I modified the prolog solution to only use constraints. No difference, except the program text is shorter and clearer: The score predicate vanishes, and the partition predicate is modified to be more direct.

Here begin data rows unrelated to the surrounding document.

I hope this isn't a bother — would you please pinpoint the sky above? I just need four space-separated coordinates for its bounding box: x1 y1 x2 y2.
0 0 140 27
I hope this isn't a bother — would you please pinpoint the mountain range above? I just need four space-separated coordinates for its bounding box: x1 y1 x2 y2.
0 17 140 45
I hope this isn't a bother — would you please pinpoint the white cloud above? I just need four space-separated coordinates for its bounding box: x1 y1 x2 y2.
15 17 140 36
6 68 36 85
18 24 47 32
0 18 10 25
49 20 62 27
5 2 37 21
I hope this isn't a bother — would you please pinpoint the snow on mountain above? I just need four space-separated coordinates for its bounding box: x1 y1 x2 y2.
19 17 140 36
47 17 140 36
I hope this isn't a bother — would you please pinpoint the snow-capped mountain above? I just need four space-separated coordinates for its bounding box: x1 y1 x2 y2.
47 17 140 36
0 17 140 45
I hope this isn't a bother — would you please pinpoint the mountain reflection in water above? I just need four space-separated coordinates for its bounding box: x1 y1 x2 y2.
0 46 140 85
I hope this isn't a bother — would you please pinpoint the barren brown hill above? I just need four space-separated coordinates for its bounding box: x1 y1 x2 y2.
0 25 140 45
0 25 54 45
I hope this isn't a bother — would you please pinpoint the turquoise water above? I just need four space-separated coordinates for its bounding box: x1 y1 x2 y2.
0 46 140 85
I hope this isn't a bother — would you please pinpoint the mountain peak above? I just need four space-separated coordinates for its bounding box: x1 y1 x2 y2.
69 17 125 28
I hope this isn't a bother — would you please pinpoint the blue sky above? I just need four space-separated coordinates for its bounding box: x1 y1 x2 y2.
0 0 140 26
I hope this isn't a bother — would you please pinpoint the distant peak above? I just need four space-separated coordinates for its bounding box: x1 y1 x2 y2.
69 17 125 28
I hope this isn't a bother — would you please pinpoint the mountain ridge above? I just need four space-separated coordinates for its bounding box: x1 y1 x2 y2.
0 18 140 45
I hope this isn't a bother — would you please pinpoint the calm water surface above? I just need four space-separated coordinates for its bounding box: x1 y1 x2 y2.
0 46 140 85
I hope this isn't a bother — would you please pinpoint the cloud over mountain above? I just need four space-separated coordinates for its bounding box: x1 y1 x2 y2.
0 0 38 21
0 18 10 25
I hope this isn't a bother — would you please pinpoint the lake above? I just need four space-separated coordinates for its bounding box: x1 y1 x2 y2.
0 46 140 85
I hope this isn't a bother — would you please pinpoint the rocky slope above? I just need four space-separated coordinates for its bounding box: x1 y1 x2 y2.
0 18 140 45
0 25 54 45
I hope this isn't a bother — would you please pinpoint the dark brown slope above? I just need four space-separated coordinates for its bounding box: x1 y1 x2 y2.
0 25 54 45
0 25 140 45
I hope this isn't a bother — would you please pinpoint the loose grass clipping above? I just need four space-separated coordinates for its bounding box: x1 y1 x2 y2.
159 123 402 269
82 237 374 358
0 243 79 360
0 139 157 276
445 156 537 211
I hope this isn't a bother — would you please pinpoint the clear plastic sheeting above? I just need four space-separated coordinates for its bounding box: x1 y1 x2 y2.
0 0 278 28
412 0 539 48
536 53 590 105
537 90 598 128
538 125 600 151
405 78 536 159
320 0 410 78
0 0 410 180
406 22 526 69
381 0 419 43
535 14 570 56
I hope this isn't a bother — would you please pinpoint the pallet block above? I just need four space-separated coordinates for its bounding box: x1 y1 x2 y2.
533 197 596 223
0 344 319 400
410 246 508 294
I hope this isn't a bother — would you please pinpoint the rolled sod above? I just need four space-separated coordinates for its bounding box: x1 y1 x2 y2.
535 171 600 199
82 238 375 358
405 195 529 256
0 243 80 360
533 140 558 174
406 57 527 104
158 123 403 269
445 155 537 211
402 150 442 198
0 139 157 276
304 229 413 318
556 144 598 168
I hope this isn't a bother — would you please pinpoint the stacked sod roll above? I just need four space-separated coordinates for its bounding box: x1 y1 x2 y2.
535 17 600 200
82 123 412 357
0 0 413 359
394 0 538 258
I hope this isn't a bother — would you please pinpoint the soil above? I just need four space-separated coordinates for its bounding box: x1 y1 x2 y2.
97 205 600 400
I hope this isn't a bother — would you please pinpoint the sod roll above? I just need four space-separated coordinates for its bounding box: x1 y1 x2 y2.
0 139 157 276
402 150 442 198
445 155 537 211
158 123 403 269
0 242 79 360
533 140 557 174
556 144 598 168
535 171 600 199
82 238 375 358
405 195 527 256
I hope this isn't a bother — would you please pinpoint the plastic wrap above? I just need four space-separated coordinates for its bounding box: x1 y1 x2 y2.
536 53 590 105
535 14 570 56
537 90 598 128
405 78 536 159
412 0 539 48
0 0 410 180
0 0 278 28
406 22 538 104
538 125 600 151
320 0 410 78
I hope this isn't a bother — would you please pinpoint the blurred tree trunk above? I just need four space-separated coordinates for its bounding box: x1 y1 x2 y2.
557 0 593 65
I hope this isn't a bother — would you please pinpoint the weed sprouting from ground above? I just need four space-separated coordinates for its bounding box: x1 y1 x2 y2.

```partition(Phone,A,B,C,Score) :-
cumulative(Phone,Phone_cum),
nth(26,Phone_cum,Last),
Target is Last div 4,
fd_set_vector_max(Last), % To enable enough solutions
fd_domain([A,B,C],1,26),
fd_all_different([A,B,C]),
fd_element(A,Phone_cum,X),
fd_element(B,Phone_cum,Y),
fd_element(C,Phone_cum,Z),
Score #= dist(X,Target)
+ dist(dist(Y,X),Target)
+ dist(dist(Z,Y),Target)
+ dist(dist(Last,Z),Target),
fd_minimize(fd_labeling([A,B,C,X,Y,Z,Score]), Score).
```
12. Dennis Decker Jensen said

If I fix Target on 63 instead of the calculated Last div 4 =:= 61 then branch-and-bound finds the 2 optimal solutions with score = 18: A-C, D-J, K-O, P-Z; and A-C, D-J, K-P, Q-Z.

13. Dennis Decker Jensen said

Of course, the truncation of div: Last is 246, and 246 / 4 =:= 61.5; 4 * 0.5 =:= 2 + 61 =:= 63.